第30回より、ずぶ濡れでハーモニカを弾く裕一(窪田正孝)(C)NHK

(写真19枚)

「天賦の才を得た者は現世など二の次三の次」

関内音との婚約についても母から反対され、恩師の藤堂からも「本気で何かを成し遂げたいなら、何かを捨てねばならない」と音楽留学を前提として、結婚と養子縁組を牽制される。

でもコレも仕方ないんだよねえ。浩二の言うことはもっともだけど、正直にありのままにいうと、裕一にはおそらく家がどうなろうがまったく関心がないのだ。

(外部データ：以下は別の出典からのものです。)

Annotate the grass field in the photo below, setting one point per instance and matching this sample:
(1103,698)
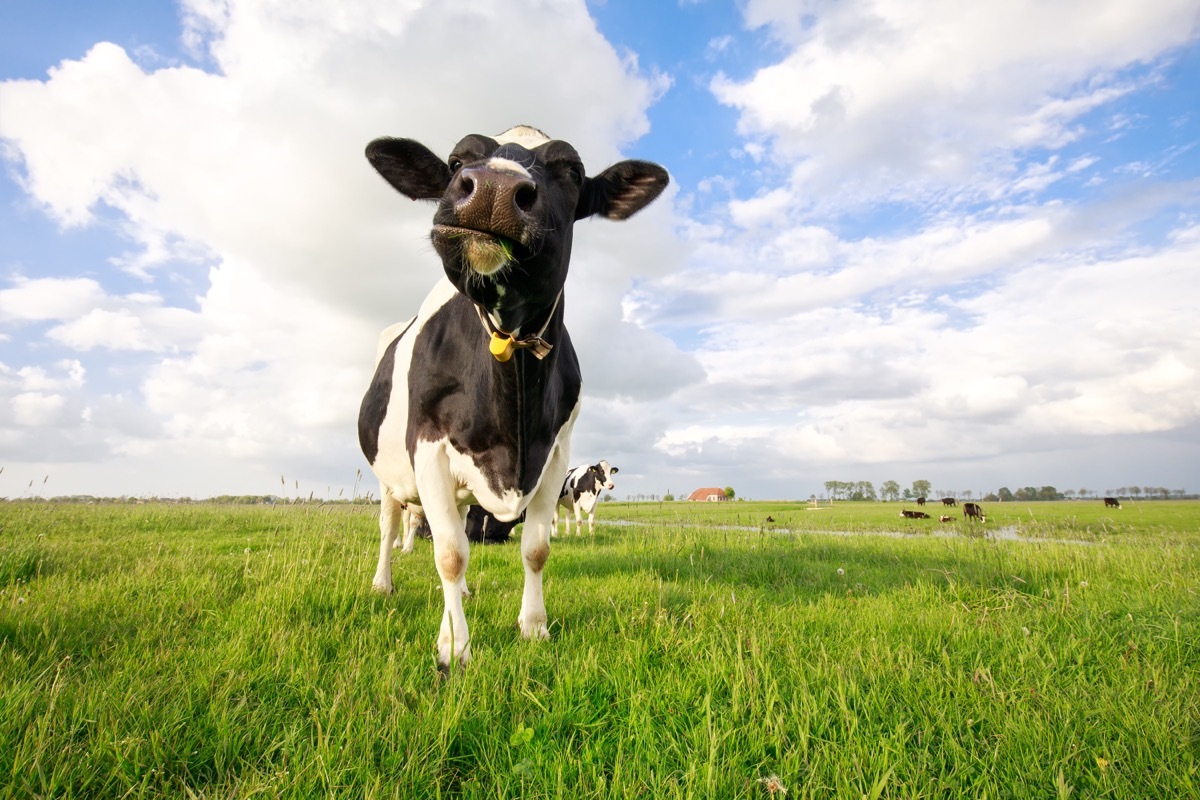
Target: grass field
(696,651)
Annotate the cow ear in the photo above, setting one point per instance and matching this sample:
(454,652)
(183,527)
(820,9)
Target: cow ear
(622,191)
(412,168)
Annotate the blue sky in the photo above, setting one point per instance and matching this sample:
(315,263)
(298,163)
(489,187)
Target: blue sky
(919,241)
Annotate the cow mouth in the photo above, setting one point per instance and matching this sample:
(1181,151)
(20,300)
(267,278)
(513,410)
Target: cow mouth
(485,252)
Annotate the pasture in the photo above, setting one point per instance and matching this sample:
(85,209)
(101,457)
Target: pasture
(696,651)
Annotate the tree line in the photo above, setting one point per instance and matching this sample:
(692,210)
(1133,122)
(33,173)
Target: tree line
(892,492)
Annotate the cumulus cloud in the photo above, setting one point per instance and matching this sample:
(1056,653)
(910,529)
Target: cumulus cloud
(247,179)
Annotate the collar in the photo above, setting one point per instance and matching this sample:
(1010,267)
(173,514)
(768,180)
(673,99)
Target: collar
(502,343)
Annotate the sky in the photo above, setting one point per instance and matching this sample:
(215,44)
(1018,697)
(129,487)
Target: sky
(923,240)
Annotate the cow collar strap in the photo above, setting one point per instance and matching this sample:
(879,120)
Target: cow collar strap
(503,344)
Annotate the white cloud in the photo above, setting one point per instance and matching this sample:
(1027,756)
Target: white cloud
(911,96)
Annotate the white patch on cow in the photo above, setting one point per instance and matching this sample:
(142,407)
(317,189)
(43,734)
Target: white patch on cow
(522,134)
(508,166)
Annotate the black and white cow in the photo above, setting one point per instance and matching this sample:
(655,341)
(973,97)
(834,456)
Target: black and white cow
(474,398)
(581,492)
(483,527)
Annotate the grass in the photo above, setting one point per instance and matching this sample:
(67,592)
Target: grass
(151,651)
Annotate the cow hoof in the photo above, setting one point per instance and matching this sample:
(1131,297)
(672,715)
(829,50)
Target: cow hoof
(445,657)
(535,630)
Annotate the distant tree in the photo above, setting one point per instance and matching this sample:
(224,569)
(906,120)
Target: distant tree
(863,491)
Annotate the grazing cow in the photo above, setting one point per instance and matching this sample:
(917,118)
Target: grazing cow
(474,398)
(581,493)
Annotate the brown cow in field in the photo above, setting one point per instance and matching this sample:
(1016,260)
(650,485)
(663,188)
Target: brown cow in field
(972,511)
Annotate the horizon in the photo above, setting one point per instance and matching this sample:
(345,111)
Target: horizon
(927,240)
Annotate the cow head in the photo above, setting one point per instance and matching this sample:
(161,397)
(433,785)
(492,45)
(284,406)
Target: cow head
(505,210)
(605,471)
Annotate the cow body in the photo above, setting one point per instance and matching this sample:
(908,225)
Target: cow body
(473,400)
(483,527)
(581,493)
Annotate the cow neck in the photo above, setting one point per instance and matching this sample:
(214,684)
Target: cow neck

そのあたりの現世遊離者なりの苦悶を窪田正孝は絶妙にフォローしているのであるが、芸術とはデモーニッシュ(編集注:鬼神に憑かれたような超自然的な力)なもので、その魅惑に憑りつかれた、あるいはその天賦の才を得た者には現世のことなど二の次三の次になるのである。

音とのことにしても恋愛とはデモーニッシュなもので、しかも自分の芸術のミューズを彼女のなかに見つけたからには、現世のことなど二の次三の次で、もはや手放すことなどできやしない。

しかし基本的に「ずぐだれ」=「意気地なし」なところのある裕一は、そんなにドライに家族の行く末を見限ることができない。将来を諦め、音に離別の手紙を書いてしまうのだが・・・。

ある手紙を読み愕然とする裕一(窪田正孝)(C)NHK
第27回より、ある手紙を読み愕然とする裕一(窪田正孝)(C)NHK

そこにコンクール主宰・エスター社からの通知が届く。世界不況により英国留学は取り消しになった、と。裕一の土台は根本的に崩れてしまう。

史実ではこの留学は有効であった。古関裕而は自らの意思でなぜか行かなかったのである。その理由としては、ドラマでも描かれているような実家の危機により早急にカネを稼がねばならなかったこと、金子=音との熱烈な恋愛・結婚が挙げられるようだが、そこんとこグイッとまとめて、時勢的にも不自然ではない留学取り消しに持って行ったのは巧いと思う。